Every now and then, the perfect show comes at the perfect moment. The stunning production of “Fun Home” currently at Farmers Alley Theatre in Kalamazoo is that rare case.
An exquisitely crafted musical that tells a powerful coming-of-age story equal parts poignant and heart breaking, as well as devastatingly beautiful and laugh-out-loud funny, this “Fun Home” emerges with an extraordinary cast and inventive design, all under the exceptional direction of Kathy Mulay.
Based on Alison Bechdel’s critically acclaimed graphic memoir, and adapted by (Kalamazoo College graduate) Lisa Kron with music by Jeanine Tesori, “Fun Home” opened on Broadway in 2013, winning five Tony Awards, including Best Musical, Best Book, and Best Original Score. Also notable (and rather shocking): it’s the first Broadway musical to feature a lesbian protagonist.

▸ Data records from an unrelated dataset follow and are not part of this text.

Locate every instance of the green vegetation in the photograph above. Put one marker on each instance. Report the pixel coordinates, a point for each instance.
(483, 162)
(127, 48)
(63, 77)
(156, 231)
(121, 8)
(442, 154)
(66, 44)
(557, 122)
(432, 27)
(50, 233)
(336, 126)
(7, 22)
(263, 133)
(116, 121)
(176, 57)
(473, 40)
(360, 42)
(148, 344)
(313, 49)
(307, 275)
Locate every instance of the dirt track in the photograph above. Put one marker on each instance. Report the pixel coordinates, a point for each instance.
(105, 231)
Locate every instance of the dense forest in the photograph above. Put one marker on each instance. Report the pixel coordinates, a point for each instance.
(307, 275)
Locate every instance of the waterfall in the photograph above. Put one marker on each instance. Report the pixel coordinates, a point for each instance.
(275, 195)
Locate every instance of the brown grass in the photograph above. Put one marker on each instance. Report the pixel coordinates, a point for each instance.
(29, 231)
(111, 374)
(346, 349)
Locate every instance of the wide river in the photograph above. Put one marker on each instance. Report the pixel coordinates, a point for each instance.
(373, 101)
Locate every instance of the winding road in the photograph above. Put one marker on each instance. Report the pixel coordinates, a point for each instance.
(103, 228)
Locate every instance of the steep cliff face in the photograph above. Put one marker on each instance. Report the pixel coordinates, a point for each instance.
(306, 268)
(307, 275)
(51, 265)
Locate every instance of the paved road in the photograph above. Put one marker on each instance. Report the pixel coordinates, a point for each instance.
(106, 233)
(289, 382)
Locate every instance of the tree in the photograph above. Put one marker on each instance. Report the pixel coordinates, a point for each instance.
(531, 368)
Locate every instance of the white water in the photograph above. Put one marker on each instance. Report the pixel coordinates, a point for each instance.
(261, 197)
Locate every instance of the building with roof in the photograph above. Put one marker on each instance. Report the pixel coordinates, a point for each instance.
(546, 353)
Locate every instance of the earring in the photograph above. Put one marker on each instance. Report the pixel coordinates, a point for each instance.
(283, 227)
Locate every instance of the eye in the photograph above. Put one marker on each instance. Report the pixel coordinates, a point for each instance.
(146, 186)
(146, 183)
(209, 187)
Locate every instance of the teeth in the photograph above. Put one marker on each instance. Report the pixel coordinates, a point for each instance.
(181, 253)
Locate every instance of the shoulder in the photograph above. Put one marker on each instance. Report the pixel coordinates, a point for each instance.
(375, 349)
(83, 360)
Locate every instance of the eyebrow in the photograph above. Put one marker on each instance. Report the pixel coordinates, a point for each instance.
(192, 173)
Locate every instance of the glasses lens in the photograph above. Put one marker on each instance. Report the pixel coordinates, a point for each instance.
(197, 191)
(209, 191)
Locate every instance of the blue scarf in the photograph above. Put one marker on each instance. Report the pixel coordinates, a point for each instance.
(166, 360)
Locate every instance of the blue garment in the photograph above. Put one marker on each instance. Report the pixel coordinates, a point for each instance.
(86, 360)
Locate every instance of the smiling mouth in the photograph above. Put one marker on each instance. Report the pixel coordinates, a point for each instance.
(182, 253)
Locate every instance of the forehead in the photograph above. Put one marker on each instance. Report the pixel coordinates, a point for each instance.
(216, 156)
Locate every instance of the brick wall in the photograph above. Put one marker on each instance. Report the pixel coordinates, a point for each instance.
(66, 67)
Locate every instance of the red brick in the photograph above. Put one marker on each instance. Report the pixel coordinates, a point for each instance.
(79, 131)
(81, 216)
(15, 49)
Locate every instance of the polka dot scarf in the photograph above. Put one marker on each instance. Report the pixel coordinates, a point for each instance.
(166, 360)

That protagonist is Bechdel herself as she pens her graphic memoir, remembering and reliving the highlights of her childhood and adolescence, which includes her coming out to her small-town Pennsylvania family. Portrayed by three actresses — the adult writer, the child and the college student — Bechdel’s coming of age is unique in that she grew up in a funeral home and it coincides with the revelation that her father, too, is gay, and that his closeted existence has had devastating effects.
The devastation becomes real through universally marvelous performances here. Michele Maika Berg is the adult Bechdel who witnesses and reflects on her memories as they play out; Megan O’Callighan is the college-age Bechdel coming to understand herself and the magnificent possibilities in unapologetically accepting herself (and she also plays beautifully with Emma Wineman as her plucky first girlfriend); and Carly Koch is the child Bechdel, replaying moments with a subtle self-reflexive awareness that they will be remembered as fodder for an older, wiser self who needs desperately to make sense of her life.
Each actress breathes life into these archetypal ages in such a way that we who witness them can see ourselves in them. These parts are written and performed as such so they clearly are ultimately the same human, same life. It’s a marvel, thanks to brilliant writing, even-handed direction, and glorious performances.
Denene Mulay Koch and Tony Humrichouser also give tremendous performances as Bechdel’s parents, wonderfully complex characters who are loving, flawed, tormented, delightful. Humrichouser captures Bruce as the doting father who suffers from his own demons that psychologically terrorize everyone in his path. Koch, always a gorgeous singer who expresses emotion powerfully through song, uses that gift here to full effect and also gives a breakthrough acting performance as the mother, Helen, neglected and spent from doing right by everyone but herself. She will move all but the coldest of hearts, particularly with her gripping “Days and Days.”
The story is so powerful, it’s possible to overlook just how crucial the music is to the magnificent storytelling that expresses (and elicits) such complexity of emotion. Music Director Cole P. Abod is to be commended for what he does with the score as well as his talented seven-piece orchestra.
The design, too, plays a remarkable role in the storytelling. Lee Buckholz’s tremendous set, with an upstage platform from which Bechdel the narrator perches, witnesses, writes/draws, and remembers is complemented by the downstage set where the memories play out. A turntable floor allows for seamless set changes and movement within scenes while also representing the circularity of memory. Laura Cornish’s lights also highlight mood and symbolically show the murkiness of memory.
As a memory play that’s a graphic memoir sprung to life through music, “Fun Home” is a feat — and one that shows just how powerful storytelling can be in adaptation, collaboration, and as a mash-up of art forms. And to have such a stellar team of actors, designers, and a director so clearly in command is a gift. That it opened on Pride weekend just makes it all the more generous and well-received.